Leverage: The control of a larger number of shares with a smaller amount of money.

  • One option controls 100 shares of the underlying stock.


Limit Order: An order that will only be executed by your broker if the price of the option hits a predetermined price.

Long Options: Bought options.

Margin: The money borrowed from a brokerage firm to purchase stocks, bonds, and other securities.

Moving Average: A trendline made up of successive averages of closing prices in a certain time frame. 

  • A moving average cuts out the “noise” of a stock’s fluctuations, and often emerges as a line of support or resistance.


Open Interest: The number of outstanding option contracts at a particular strike or in a particular series.

  • Open interest changes every morning, based on the previous day’s trading activity. If new positions are opened, open interest will rise overnight.


Out of the Money (OTM): When a stock is trading below a call strike or above a put strike.

Overbought: When a security has experienced a sharp move higher in a short window, to the degree that it is deemed overvalued and ripe for a short-term bounce.

  • This is often measured by a 14-day Relative Strength Index (RSI) that’s above 70.


Oversold: When a security has experienced a sharp move lower in a short window, to the degree that it is deemed undervalued and ripe for a short-term bounce.

  • Often measured by a 14-day RSI that’s below 30.


Premium: The amount of money an option buyer pays or option seller receives for a trade.

Put Option: Gives the buyer the right (but not the obligation) to sell 100 shares of a stock for a predetermined price (the strike) by a predetermined date (expiration).

  • Put buyers are generally bearish on a stock.
  • Put sellers are generally bullish on a stock.


Relative Strength: The comparison of a stock to the performance of an index or sector, or to itself.

Resistance: An area on the charts where an uptrending stock might stall or be turned lower.

Rho: Measures interest rates. An increase in interest rates typically increases call prices and decreases put prices.

Short Options: Sold options.

Short Selling: When a trader borrows shares of a stock from a broker, and then sells them, hoping the stock declines. If this comes to fruition, the short seller can then buy the stock back at a lower price to replace the shares they borrowed, and pocket the difference.

Spread: A position involving two or more different options on the same stock.

Strike Price: The stated per-share price where a stock can be bought by a call buyer, or sold by a put buyer, if the option is exercised.

Support: An area on the charts where a stock’s downward momentum might stall.

Theta: Measures an option’s time value — or, rather, how much an option price will decrease each day.

Time Decay: The loss of value in an option as expiration approaches, assuming all other factors are constant.

Time Value: The difference between an option’s price and its intrinsic value. Erodes as the option approaches expiration (see Time Decay above).

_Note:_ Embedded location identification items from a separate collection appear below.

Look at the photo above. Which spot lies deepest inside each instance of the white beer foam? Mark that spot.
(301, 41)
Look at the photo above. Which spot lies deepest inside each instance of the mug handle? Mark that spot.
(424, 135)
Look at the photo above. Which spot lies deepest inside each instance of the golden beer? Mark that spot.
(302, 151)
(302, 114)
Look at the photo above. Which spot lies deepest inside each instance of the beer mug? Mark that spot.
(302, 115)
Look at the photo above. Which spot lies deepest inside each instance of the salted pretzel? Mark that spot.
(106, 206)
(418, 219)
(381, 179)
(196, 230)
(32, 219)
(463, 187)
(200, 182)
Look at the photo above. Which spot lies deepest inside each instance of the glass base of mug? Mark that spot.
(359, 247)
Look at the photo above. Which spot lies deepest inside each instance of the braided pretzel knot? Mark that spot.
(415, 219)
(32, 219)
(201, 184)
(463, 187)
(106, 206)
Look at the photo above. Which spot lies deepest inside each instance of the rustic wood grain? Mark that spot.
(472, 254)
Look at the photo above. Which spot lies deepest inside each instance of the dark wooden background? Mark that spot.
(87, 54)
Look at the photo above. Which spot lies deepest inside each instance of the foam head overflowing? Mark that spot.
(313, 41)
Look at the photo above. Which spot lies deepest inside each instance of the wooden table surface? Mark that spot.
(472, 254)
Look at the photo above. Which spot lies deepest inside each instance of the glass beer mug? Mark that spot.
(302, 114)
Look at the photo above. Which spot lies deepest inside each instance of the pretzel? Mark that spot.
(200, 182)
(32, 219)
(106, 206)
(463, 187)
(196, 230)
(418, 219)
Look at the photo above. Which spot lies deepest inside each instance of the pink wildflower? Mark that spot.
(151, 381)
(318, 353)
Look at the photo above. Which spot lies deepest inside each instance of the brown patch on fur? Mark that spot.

Vega: Shows how an option price will change based on a 1% change in the contract’s implied volatility.

Vertical Spread: An option strategy involving the purchase and sale of puts and/or calls on the same stock, with options in the same expiration series but at different strikes.

VIX: The Cboe Volatility Index (VIX) reflects investors’ expectations for short-term stock market volatility by measuring IVs of S&P 500 Index (SPX) options.

  • Sometimes called Wall Street’s “fear index,” as rising VIX often coincides with stock market drops.


Volatility: The tendency of a stock to swing in either direction.

Volatility Crush: A sharp drop in IV — often after a known event like earnings.

Volume: The number of contracts traded on a stock or option in a specified time frame.

Weekly Options: Short-term options that expire at the close each Friday.